On impermanence

Story by Linda Yun
Editor-in-Chief

I’ve always been fortunate to have four living grandparents. Throughout childhood, I’ve clung to my family with pride. I often remember proudly yet subtly announcing to my friends that I was FaceTiming my grandparents who live in China, feeling like a pious granddaughter who stayed in touch with family despite an ocean of distance. When you make it to 17 without losing a loved one, you feel as though death transcends you.

Last month, right before Lunar New Year, I received news that my paternal grandmother passed away. She was in her mid 80s; It was apparently painless and “perfectly predictable.” Yet, despite the normalcy of her passing, I was shaken. 

There are many sides to grief: emotional, social, physical. However, one perspective is often neglected: how death forces you to grapple with faith. 

Over winter break, I met up with Hanna over tea to catch up — she had fresh new experiences in college, I went through the trials and tribulations of senior year. Among the things we talked about was religion. From my observations, it seems as though people turn to faith in large masses as they begin to live on their own and process unforeseen emotions.

This makes sense, especially as the stability of faith attracts people who are uncertain about their futures. Though I was raised Christian, I was never to fully empathize with needing an omniscient figure to lean on, since my days were mapped with plans and I had the privilege of a stable upbringing. However, as my schedule opens up with senior year, I’ve begun to ask myself curious questions about the future that I’ve sought to avoid for most of my high school years. Why do I do what I do? What should I do with my time when it no longer needs to be spent appeasing admissions? 

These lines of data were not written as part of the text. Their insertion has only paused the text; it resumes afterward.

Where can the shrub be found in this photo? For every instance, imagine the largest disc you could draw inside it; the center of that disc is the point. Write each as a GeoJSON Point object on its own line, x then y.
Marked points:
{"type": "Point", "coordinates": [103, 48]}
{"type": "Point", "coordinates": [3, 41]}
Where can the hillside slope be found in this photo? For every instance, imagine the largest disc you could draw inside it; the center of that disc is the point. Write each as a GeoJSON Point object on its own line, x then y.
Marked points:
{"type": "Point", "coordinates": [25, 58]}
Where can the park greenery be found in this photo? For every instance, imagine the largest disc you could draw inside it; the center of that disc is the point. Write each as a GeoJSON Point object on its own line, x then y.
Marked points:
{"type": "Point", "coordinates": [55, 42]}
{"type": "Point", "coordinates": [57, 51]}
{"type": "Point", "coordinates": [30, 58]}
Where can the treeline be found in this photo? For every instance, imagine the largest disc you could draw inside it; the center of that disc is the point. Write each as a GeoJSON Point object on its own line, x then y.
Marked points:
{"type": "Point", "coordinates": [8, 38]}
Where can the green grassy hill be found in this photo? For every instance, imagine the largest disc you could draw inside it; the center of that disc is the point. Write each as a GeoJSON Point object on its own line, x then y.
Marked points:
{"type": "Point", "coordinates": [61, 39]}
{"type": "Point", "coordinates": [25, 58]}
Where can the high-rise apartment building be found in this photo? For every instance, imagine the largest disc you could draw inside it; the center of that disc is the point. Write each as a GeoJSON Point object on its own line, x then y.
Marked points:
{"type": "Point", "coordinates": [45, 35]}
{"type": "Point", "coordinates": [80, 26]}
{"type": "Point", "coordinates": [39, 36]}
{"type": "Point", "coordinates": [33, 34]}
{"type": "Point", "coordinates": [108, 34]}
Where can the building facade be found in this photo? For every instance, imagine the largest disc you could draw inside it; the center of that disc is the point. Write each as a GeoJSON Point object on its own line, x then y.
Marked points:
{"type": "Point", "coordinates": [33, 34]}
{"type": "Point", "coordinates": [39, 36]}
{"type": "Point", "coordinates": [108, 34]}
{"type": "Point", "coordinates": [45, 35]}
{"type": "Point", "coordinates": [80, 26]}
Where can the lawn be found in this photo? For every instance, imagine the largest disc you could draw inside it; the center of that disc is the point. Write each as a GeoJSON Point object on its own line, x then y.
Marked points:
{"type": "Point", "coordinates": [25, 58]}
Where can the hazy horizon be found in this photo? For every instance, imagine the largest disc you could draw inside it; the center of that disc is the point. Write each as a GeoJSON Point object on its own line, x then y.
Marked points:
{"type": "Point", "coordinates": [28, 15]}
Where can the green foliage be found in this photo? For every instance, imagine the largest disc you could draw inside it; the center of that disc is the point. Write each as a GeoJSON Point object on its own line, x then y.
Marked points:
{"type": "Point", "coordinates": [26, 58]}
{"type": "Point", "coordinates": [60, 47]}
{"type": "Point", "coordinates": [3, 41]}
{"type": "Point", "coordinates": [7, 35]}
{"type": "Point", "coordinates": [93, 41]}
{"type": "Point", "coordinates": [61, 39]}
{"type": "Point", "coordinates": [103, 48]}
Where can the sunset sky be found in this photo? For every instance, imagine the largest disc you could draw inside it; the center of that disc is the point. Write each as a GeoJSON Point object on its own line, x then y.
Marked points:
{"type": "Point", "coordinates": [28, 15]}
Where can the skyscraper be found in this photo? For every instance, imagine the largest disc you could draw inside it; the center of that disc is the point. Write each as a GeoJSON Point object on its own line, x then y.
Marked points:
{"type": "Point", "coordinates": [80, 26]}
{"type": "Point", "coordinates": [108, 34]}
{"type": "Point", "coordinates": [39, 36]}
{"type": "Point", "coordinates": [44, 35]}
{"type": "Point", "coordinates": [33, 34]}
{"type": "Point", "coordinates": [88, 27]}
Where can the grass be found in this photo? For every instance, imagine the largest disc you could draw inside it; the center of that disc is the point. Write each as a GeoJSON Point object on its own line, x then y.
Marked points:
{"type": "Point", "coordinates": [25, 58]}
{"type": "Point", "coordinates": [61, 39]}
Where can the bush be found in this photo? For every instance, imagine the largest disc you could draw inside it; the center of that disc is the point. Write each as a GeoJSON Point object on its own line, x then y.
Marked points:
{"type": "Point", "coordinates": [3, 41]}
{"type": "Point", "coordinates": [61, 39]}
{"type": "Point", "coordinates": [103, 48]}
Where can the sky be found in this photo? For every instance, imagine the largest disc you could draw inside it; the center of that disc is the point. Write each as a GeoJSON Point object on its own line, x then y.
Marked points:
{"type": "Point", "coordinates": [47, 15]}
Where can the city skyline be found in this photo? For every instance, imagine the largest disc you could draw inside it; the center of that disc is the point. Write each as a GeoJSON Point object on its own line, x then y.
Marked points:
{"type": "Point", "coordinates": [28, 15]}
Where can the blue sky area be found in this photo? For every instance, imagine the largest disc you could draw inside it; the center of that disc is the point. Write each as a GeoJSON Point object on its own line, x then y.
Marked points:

When I experienced loss for the first time in January, this curiosity turned morbid. Since I never had to grapple with death, I began to challenge my own beliefs. All my life I’ve believed in life after death, but how can we be certain? 

In a way, I’m grateful that I experienced loss so late in my life. Speaking to friends who’ve lost loved ones as a kid, it seems that parents try to conceal the permanence of the loss, and children never get to honestly process the idea of mortality. As confusing as it was at the moment, I think this event has humbled me into understanding that my family isn’t invincible as I once believed. People across generations and religions have looked for ways to make sense of death: Buddhists aim to reach nirvana; Christians, Jews, and Muslims want the door to heaven. People across centuries want to preserve the image of youth: the conquistadores drank from the Fountain of Youth; endless makeup brands advertise miracle serums so women can look young forever. All of these attempts stem from a fundamental understanding that, no matter if you believe in higher power or not, there is no physical forever — at least not on Earth. 

As my family shut down Lunar New Year celebrations to grieve my grandmother’s passing and silence loomed over the dinner table in her absence, I’m reminded of the value of reunions like this. It is a cruel kind of selfishness, I realize, to believe that the people we love will always remain — that time will not inevitably take them from us. The clichés remain unchanged: all we can do is hold on while we can, leave nothing unsaid nor unlived. I’ve spent a year meaning to buy a digital camera. Maybe I’ll start there.